S&P said it's maintaining its stable outlook for the North American property-casualty insurance and reinsurance sectors. "We are less likely to lower ratings because of the capital adequacy of the sector as a whole, which was at a record high as of year-end 2019," S&P said in its comments. "We also foresee that the rate increases made in 2019 will reap earnings in 2020 on an earned basis, providing a slight tailwind."

In addition, S&P said it believes that the sector's underwriting exposure to the fallout from the COVID-19 outbreak is a small portion of the industry's business mix and should have only a modest impact on earnings.

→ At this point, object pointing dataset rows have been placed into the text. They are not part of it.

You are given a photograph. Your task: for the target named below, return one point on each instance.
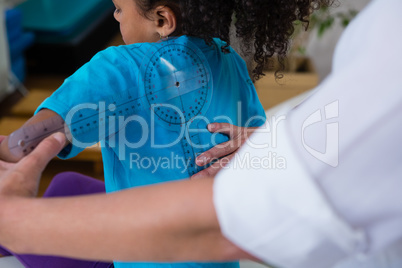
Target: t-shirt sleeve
(85, 93)
(268, 204)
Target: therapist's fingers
(36, 161)
(237, 135)
(22, 178)
(212, 170)
(219, 151)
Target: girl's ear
(166, 21)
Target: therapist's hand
(223, 152)
(22, 178)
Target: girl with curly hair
(262, 26)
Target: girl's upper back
(139, 146)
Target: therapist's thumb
(38, 159)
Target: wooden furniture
(273, 92)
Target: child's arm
(7, 155)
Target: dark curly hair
(263, 26)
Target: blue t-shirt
(138, 148)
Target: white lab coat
(328, 185)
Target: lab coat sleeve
(327, 185)
(268, 205)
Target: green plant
(321, 21)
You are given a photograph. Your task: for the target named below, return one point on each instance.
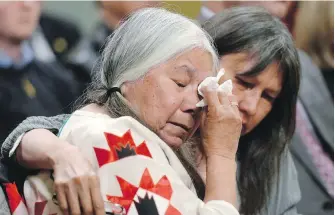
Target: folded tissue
(213, 82)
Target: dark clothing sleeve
(51, 123)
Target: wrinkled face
(276, 8)
(166, 97)
(18, 19)
(255, 94)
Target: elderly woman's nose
(250, 102)
(189, 102)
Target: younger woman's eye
(244, 83)
(268, 97)
(180, 84)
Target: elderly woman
(258, 55)
(142, 104)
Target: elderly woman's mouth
(185, 127)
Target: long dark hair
(254, 31)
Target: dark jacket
(37, 89)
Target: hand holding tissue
(213, 82)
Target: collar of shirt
(206, 13)
(27, 55)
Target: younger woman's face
(256, 94)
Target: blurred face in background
(18, 19)
(112, 12)
(277, 8)
(124, 8)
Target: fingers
(233, 101)
(72, 199)
(97, 201)
(83, 189)
(61, 198)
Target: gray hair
(144, 40)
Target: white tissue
(213, 82)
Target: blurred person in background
(28, 86)
(84, 56)
(314, 33)
(312, 146)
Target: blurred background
(53, 47)
(74, 10)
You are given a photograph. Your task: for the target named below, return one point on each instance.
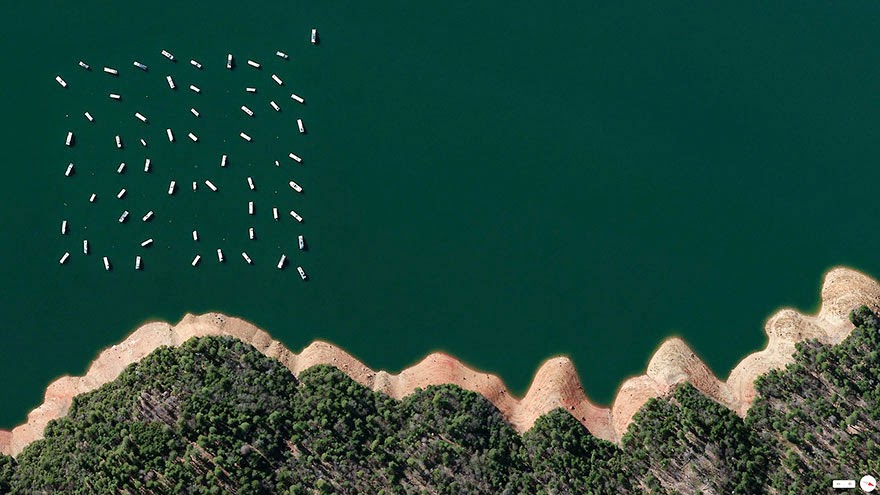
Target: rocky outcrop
(556, 383)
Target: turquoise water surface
(504, 181)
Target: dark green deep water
(505, 181)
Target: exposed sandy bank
(556, 383)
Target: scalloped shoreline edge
(555, 384)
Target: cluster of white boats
(230, 64)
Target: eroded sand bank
(556, 383)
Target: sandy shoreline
(556, 383)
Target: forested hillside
(216, 416)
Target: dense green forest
(216, 416)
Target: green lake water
(504, 181)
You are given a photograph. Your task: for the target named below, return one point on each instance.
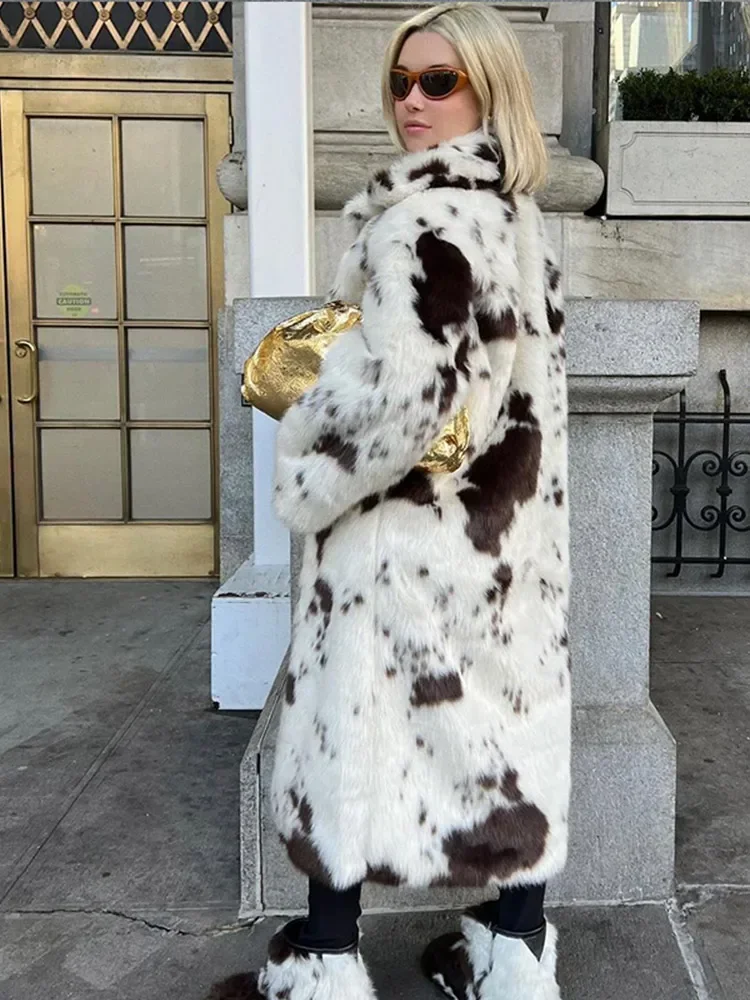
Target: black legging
(333, 915)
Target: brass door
(114, 277)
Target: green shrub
(721, 95)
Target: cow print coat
(425, 731)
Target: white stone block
(250, 631)
(706, 260)
(676, 168)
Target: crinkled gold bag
(287, 361)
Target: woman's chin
(417, 143)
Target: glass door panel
(114, 338)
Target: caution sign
(74, 302)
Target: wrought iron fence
(725, 468)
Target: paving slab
(156, 827)
(720, 924)
(705, 702)
(120, 779)
(615, 953)
(700, 629)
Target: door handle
(26, 348)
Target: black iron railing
(723, 468)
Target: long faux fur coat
(425, 734)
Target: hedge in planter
(721, 95)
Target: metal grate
(178, 28)
(713, 474)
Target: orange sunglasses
(435, 83)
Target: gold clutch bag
(287, 361)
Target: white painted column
(280, 204)
(250, 614)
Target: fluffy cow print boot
(483, 963)
(295, 973)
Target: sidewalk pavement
(119, 832)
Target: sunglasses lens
(399, 84)
(438, 83)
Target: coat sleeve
(387, 387)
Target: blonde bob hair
(488, 48)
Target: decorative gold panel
(178, 28)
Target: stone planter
(687, 169)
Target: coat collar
(472, 162)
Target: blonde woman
(424, 739)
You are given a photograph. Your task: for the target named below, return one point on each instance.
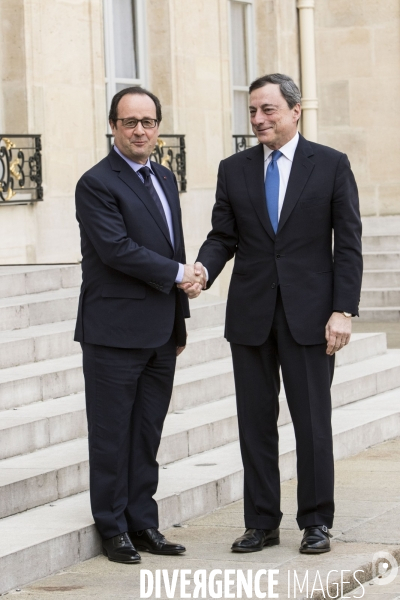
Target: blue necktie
(272, 189)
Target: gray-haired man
(289, 304)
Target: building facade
(62, 60)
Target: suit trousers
(307, 373)
(127, 397)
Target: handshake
(194, 280)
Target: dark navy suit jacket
(321, 199)
(128, 298)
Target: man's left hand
(337, 332)
(193, 290)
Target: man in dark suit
(289, 305)
(130, 323)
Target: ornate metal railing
(20, 169)
(242, 142)
(170, 151)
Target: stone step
(361, 347)
(194, 385)
(53, 537)
(381, 260)
(206, 311)
(56, 340)
(380, 313)
(39, 381)
(61, 469)
(59, 377)
(20, 280)
(380, 243)
(380, 297)
(204, 345)
(42, 424)
(381, 226)
(381, 279)
(18, 312)
(37, 343)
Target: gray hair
(289, 89)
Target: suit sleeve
(222, 240)
(348, 262)
(98, 214)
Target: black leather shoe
(315, 540)
(120, 549)
(254, 540)
(151, 540)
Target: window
(124, 41)
(242, 62)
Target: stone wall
(52, 82)
(358, 72)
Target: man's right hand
(194, 280)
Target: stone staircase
(45, 519)
(380, 296)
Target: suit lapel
(171, 193)
(301, 170)
(129, 177)
(254, 176)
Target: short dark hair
(113, 114)
(289, 89)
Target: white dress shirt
(136, 166)
(284, 163)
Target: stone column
(308, 69)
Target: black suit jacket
(128, 297)
(314, 280)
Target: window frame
(250, 55)
(139, 33)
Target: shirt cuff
(180, 274)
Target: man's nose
(258, 118)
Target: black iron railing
(242, 142)
(20, 169)
(170, 151)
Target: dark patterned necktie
(145, 172)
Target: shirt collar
(287, 150)
(134, 165)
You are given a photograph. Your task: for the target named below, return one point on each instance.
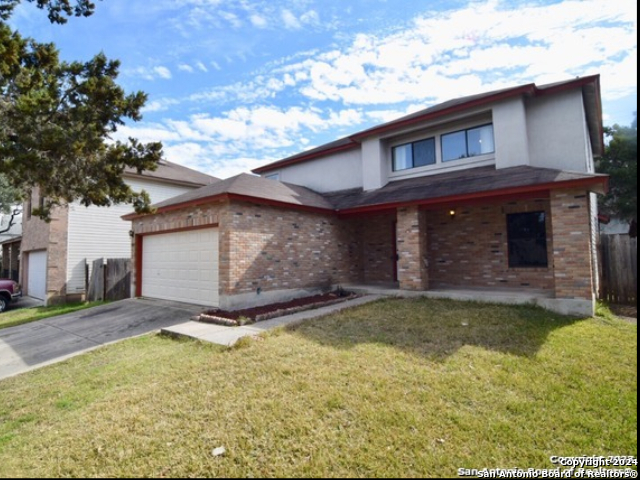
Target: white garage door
(181, 266)
(37, 275)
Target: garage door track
(32, 345)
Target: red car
(9, 292)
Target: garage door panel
(181, 266)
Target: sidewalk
(228, 336)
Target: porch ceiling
(473, 183)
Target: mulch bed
(265, 312)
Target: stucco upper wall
(339, 171)
(556, 129)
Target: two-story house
(55, 254)
(492, 192)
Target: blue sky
(235, 84)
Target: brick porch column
(572, 259)
(412, 249)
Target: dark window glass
(527, 239)
(416, 154)
(424, 152)
(454, 146)
(467, 143)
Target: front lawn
(396, 388)
(13, 317)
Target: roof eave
(227, 197)
(600, 185)
(172, 181)
(304, 158)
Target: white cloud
(258, 21)
(379, 76)
(290, 21)
(150, 73)
(160, 105)
(444, 55)
(162, 72)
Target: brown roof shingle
(589, 85)
(175, 173)
(260, 188)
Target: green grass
(11, 318)
(397, 388)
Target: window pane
(454, 146)
(424, 152)
(402, 158)
(527, 238)
(480, 140)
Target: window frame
(538, 237)
(413, 160)
(466, 142)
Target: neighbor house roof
(468, 185)
(590, 86)
(465, 185)
(174, 173)
(248, 188)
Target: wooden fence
(110, 280)
(619, 269)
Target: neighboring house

S&P said it thinks PC insurers are more resilient to recession than other industry sectors, though they do expect a decline in net premiums due to the anticipated sharp decline in economic activity resulting from social distancing measures taken to control the outbreak. "Growth in premiums tends to track GDP closely, and as such, insurance exposures will likely decline," S&P said.

The rating agency noted that while the COVID-19 pandemic has caused a significant increase in financial market volatility, the initial result of its stress tests show that the majority of North American reinsurers rated by S&P are able to maintain capital adequacy in line with their ratings.